記述・説明・変容の違いを理解する

記述・説明・変容が異なるとはどういったことなのか、理解しやすくするために、具体的な例を挙げてみましょう。

現象

実験室内には犬が5匹、監督が1人、助手が3人、被験者が5人います。犬の名前はそれぞれジェニファー、太郎、ワン、マイケル、ドッグで、監督の名前はブライアン、助手はそれぞれミカ、アンジェリーナ、ジョンソンです。気温は17度、湿度は低くて心地よい気候でした。ワンはハンサム犬コンテストで入賞した顔立ちの整った犬でした。

ちなみに、ブライアンの飼い犬です。実験では犬が苦手と事前に答えた被験者がそれぞれどのような反応をするか調べるため、助手と様々な会話をする被験者、目隠しをした被験者、何もしない被験者を分けました。実験はそれぞれの被験者がボタンで「もうやめたい」と意思表示したときに終了します。ボタンは赤い色でしたが、一つだけ色が剥げてしまって黒いプラスチックが表に出ていました。

ミカと被験者A、アンジェリーナと被験者B、ジョンソンと被験者Cが会話し、被験者Dが目隠し、被験者Eは何もしない状態で実験に挑みます。それぞれの実験室は檻で区切られています。この檻はとても冷たいです。

さて、ミカは楽しい世間話を、アンジェリーナは政治の議論を、ジョンソンはひたすら被験者Cの思い出を聞くことをしました。美人のミカとアンジェリーナと会話していた被験者A,Bは楽しそうでしたが、Bのほうがより白熱しているようでした。この状態で犬がカゴから出され、被験者に近づいてきます。太郎は機嫌が悪かったのでいつも以上に吠えていました。マイケルはお腹が空いていたようで、なかなか動きません。

それでもブライアンがなんとか犬をしつけ被験者に近づいて吠えるようにさせると、次第に被験者は恐がり実験を終了したいと希望しました。被験者の意思表示によって実験をやめた順に記すと、被験者D→E→A→C→Bとなりました。

この例のように、実際の現象には話の本題と関係のない情報がたくさん含まれています。

言語情報としてではなく、多くの場合は視覚含む五感で感じる情報がたくさんあります。

この中から必要情報を抜き出して整理すると、記述は例えば次のようになるでしょう。

 

記述

実験室内には犬が5匹、監督が1人、助手が3人、被験者が5人います。

実験では犬が苦手と事前に答えた被験者がそれぞれどのような反応をするか調べるため、助手と様々な会話(それぞれ世間話・政治の議論・思い出話)をする被験者3人、目隠しをした被験者1人、何もしない被験者1人と分けました。実験はそれぞれの被験者がボタンで「もうやめたい」と意思表示したときに終了します。

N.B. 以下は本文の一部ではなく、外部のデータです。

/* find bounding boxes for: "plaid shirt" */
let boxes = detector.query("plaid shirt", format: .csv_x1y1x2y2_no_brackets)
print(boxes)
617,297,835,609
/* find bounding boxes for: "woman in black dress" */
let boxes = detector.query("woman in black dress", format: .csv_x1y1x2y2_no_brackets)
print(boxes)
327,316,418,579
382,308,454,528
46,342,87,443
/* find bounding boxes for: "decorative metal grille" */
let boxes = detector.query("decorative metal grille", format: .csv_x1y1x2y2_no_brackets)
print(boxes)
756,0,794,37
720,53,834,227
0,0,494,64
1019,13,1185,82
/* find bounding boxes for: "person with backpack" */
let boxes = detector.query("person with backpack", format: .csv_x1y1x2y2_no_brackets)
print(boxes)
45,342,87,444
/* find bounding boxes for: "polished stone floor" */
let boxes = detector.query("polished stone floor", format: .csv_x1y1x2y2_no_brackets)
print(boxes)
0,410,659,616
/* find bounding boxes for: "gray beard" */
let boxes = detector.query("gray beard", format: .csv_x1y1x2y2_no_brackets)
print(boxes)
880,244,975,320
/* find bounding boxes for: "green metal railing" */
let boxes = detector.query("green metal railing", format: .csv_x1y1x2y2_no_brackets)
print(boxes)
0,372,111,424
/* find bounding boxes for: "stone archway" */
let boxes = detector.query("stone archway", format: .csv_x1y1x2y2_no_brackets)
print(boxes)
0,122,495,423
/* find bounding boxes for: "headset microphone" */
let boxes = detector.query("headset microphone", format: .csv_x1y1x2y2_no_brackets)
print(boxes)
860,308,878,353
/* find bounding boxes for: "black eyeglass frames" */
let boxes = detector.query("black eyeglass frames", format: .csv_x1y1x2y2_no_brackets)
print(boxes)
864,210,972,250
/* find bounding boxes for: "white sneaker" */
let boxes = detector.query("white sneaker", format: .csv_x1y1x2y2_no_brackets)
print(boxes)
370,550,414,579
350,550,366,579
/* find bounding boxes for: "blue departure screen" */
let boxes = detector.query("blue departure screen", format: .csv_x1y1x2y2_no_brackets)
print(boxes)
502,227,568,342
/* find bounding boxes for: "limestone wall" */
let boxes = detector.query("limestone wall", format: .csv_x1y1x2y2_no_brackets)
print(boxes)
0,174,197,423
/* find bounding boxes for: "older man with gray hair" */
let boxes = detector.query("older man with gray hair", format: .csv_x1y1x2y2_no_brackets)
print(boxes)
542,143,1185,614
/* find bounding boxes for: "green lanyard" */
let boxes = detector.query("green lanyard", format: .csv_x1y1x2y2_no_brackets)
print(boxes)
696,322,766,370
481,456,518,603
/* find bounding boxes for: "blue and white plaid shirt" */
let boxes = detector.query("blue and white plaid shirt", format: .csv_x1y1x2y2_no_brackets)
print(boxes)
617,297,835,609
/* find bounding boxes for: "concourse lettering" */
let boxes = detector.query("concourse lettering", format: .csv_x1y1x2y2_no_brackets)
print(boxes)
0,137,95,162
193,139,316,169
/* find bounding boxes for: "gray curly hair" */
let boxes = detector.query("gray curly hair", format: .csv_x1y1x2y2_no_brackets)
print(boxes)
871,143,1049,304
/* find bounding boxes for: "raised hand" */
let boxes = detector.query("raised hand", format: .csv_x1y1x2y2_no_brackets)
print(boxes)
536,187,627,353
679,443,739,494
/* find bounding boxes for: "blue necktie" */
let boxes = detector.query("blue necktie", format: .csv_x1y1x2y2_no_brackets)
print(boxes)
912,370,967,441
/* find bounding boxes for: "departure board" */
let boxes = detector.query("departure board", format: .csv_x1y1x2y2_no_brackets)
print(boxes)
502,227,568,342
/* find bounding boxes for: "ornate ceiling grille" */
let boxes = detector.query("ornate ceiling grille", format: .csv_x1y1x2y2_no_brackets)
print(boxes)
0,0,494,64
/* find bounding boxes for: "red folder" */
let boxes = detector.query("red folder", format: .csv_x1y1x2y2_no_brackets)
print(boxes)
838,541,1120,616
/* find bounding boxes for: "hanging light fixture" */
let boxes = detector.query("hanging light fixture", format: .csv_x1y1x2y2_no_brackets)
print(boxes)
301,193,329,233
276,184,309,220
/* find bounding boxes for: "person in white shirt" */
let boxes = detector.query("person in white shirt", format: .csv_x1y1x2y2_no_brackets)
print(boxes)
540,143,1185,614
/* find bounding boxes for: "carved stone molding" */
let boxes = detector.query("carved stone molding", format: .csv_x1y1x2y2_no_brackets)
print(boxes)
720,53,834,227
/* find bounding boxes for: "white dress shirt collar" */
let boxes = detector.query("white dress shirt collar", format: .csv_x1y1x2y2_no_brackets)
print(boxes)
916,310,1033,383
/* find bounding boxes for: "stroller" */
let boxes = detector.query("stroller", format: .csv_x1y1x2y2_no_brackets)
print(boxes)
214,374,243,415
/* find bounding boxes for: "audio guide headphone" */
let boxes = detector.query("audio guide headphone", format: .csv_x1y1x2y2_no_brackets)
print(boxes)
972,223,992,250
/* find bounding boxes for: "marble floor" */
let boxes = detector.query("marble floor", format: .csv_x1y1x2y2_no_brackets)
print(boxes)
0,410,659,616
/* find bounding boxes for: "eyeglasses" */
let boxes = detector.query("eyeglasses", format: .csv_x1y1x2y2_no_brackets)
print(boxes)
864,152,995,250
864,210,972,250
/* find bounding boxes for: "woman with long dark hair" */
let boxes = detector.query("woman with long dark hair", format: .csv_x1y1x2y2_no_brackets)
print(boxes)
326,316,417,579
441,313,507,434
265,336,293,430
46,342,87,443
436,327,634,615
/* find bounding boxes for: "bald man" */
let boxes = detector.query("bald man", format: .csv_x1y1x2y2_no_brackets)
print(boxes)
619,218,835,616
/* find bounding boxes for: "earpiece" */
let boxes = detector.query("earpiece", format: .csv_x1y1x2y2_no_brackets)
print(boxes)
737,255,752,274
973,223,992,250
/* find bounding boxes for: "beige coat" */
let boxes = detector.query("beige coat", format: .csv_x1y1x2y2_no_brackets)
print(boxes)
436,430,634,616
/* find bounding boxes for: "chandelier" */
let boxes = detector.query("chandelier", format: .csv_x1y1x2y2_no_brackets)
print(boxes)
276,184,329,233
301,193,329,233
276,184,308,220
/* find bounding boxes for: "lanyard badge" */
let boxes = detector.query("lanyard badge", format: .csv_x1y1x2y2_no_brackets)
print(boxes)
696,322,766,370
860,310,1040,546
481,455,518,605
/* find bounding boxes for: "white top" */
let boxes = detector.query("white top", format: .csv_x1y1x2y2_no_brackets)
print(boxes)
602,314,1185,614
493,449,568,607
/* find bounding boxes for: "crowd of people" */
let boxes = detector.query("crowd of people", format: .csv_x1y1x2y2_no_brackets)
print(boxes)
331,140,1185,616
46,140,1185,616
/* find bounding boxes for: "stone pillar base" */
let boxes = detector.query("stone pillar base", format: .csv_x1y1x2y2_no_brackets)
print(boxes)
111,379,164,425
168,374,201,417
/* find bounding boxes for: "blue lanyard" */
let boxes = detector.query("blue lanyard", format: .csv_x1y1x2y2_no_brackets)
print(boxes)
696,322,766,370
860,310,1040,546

その結果、最も早く試験を終了したのは目隠しをした被験者で、以降順に何もしない被験者、世間話をしていた被験者、思い出話をしていた被験者、政治の議論をしていた被験者になりました。

少し話の流れが見えやすくなったのではないでしょうか。記述のプロセスではこのように、何が必要でそうでないかの解釈が含まれていることがあります。事実の中から会話の相手をする助手が美人かどうかが重要だと解釈したなら、会話の内容よりもそちらを違いとして記述することもできるでしょう。

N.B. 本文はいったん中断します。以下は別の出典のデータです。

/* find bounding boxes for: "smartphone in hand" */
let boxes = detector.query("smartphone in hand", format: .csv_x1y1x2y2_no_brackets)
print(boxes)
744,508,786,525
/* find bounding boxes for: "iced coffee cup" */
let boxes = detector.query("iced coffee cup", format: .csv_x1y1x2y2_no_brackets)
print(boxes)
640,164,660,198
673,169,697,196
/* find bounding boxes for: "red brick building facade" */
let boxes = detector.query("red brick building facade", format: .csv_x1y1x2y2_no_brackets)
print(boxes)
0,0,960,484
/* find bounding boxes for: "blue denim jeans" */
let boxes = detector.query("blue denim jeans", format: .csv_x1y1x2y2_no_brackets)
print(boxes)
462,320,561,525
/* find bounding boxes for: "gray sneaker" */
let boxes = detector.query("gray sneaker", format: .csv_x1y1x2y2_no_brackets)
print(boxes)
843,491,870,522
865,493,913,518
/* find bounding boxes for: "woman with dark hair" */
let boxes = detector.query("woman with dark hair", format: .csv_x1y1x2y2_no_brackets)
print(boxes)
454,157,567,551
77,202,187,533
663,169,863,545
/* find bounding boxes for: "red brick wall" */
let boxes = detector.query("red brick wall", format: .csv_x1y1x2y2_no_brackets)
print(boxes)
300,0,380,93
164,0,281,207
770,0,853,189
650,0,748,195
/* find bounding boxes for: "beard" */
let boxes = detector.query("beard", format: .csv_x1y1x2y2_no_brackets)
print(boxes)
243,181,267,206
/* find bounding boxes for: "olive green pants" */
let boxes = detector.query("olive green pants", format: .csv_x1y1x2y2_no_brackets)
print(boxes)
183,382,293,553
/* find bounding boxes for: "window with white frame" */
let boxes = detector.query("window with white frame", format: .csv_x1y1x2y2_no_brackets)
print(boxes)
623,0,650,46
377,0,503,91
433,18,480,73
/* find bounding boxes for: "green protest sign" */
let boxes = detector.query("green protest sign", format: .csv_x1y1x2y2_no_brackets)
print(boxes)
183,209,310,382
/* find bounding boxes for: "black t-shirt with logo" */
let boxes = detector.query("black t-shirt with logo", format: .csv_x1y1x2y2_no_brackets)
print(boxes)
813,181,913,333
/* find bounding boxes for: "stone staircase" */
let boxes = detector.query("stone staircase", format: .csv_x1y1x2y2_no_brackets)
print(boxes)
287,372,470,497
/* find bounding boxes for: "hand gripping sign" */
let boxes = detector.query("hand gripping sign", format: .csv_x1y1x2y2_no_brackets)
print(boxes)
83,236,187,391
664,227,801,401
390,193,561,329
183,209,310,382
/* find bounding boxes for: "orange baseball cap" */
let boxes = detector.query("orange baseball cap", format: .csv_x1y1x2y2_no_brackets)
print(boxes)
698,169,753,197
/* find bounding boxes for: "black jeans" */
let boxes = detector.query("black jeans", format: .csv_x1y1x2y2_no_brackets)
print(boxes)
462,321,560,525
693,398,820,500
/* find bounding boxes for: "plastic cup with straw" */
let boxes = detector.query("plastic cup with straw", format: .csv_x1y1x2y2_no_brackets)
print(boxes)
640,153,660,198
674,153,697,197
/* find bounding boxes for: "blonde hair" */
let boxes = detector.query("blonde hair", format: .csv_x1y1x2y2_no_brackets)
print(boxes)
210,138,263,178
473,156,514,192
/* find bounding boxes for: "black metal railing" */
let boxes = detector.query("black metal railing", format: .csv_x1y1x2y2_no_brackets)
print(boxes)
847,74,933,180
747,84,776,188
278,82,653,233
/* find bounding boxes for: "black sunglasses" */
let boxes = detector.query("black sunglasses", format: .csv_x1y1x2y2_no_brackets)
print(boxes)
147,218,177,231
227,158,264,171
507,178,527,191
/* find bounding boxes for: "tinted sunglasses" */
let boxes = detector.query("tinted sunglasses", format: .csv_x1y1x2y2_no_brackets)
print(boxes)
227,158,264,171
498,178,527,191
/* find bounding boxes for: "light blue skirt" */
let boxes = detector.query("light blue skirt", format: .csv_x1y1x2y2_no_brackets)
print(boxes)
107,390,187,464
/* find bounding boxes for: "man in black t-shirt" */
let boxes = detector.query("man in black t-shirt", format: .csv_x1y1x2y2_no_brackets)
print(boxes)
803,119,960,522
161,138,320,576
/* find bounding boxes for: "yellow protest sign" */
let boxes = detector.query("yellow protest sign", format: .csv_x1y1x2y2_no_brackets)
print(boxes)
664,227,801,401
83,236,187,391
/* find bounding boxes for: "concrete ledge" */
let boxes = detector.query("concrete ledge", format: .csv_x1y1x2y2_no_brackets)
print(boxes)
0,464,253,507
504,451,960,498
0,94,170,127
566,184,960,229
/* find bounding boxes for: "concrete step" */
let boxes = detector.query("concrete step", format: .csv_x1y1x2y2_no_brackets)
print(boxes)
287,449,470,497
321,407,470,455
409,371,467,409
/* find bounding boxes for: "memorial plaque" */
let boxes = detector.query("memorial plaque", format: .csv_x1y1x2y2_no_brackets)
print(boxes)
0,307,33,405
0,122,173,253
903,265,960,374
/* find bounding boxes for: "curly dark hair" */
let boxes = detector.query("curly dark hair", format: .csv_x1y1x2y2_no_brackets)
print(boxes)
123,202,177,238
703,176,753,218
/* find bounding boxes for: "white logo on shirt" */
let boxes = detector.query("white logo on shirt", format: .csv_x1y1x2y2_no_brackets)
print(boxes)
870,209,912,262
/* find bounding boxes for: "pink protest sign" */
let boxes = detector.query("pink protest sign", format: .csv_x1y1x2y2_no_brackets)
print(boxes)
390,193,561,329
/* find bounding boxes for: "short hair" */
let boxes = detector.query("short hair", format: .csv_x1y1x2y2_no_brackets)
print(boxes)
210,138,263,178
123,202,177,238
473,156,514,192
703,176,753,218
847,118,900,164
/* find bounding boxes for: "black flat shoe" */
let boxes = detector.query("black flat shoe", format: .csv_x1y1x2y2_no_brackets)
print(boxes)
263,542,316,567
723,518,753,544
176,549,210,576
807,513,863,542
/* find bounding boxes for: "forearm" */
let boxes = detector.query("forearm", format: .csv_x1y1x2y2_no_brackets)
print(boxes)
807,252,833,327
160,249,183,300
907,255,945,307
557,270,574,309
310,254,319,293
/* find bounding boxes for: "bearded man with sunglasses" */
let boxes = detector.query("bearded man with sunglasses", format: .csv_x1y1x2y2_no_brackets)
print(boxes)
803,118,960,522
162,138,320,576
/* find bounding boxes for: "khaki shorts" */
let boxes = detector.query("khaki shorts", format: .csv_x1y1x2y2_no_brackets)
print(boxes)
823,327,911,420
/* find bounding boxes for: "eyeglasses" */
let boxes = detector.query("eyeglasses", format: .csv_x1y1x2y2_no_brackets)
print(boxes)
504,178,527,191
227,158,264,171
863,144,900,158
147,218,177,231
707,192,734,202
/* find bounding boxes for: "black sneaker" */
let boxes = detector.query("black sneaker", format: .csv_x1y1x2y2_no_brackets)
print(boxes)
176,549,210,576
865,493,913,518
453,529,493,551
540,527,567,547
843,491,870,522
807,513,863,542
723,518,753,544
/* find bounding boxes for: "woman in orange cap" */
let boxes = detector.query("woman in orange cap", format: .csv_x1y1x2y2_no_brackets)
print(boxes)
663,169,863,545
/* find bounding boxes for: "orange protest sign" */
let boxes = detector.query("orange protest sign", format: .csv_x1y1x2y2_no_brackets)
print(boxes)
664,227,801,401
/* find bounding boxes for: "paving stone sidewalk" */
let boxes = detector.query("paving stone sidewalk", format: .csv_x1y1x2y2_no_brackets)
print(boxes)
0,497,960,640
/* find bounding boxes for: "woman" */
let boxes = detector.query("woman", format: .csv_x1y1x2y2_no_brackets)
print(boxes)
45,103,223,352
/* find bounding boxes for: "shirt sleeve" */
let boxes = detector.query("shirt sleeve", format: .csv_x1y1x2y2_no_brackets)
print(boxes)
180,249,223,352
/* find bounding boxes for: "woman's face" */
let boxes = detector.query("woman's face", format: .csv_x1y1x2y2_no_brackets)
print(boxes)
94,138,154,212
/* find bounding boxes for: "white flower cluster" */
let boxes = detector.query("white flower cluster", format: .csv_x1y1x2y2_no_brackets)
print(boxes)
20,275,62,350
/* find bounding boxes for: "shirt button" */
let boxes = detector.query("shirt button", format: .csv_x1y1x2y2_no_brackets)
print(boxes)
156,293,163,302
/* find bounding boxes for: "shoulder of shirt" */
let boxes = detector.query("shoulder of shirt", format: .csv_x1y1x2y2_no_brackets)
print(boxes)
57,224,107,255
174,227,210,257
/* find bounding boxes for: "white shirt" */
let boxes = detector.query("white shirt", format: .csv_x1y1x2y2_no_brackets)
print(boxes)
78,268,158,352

したがって、事実の羅列のように見える記述でさえも、必ず1個に決まるとは限らないのです。

 

説明

実験より、会話をしているほうがストレスを感じにくくなり、また会話が白熱する内容であるほど恐怖を忘れるといえる

説明の例は、例えば上記のようになります。これは上記の記述の結果が、どういう意味があるかを解釈したものです。もちろん、その解釈の方法は複数あります。上記の他に、

実験より、目隠しをすると犬に対する恐怖が高まることがわかった

というように表現することもできるでしょう。この2つでは、実験の意味することが異なります。これに対して変容も変化します。

 

変容

上記の説明を元に対策を考えるため、説明が異なれば変容も異なります。「恐怖を忘れるためには、会話をしたほうがよい」となるかもしれませんし、「犬恐怖から逃れるためには、目隠し状態から遠くなるよう視力を高めればよい」と言うことも可能でしょう。

 

この例のように、現象に対する記述・説明・変容は無数にあります。

心理学ではこのような解釈が限定的にできるように、科学的なアプローチをとって心理現象を研究していきます。したがって、これから学ぶ説明や対処法はある程度科学的バックグラウンドがあり、有用ということができます。

一方で、現象を記述・説明・変容するというのはまさにカウンセリングで行うことです。

これらが1つに決まるものではないということをこの例でよく理解していただき、少しのパターンを知っているからといって全ての事象に当てはまると自信過剰にならないよう、注意が必要です。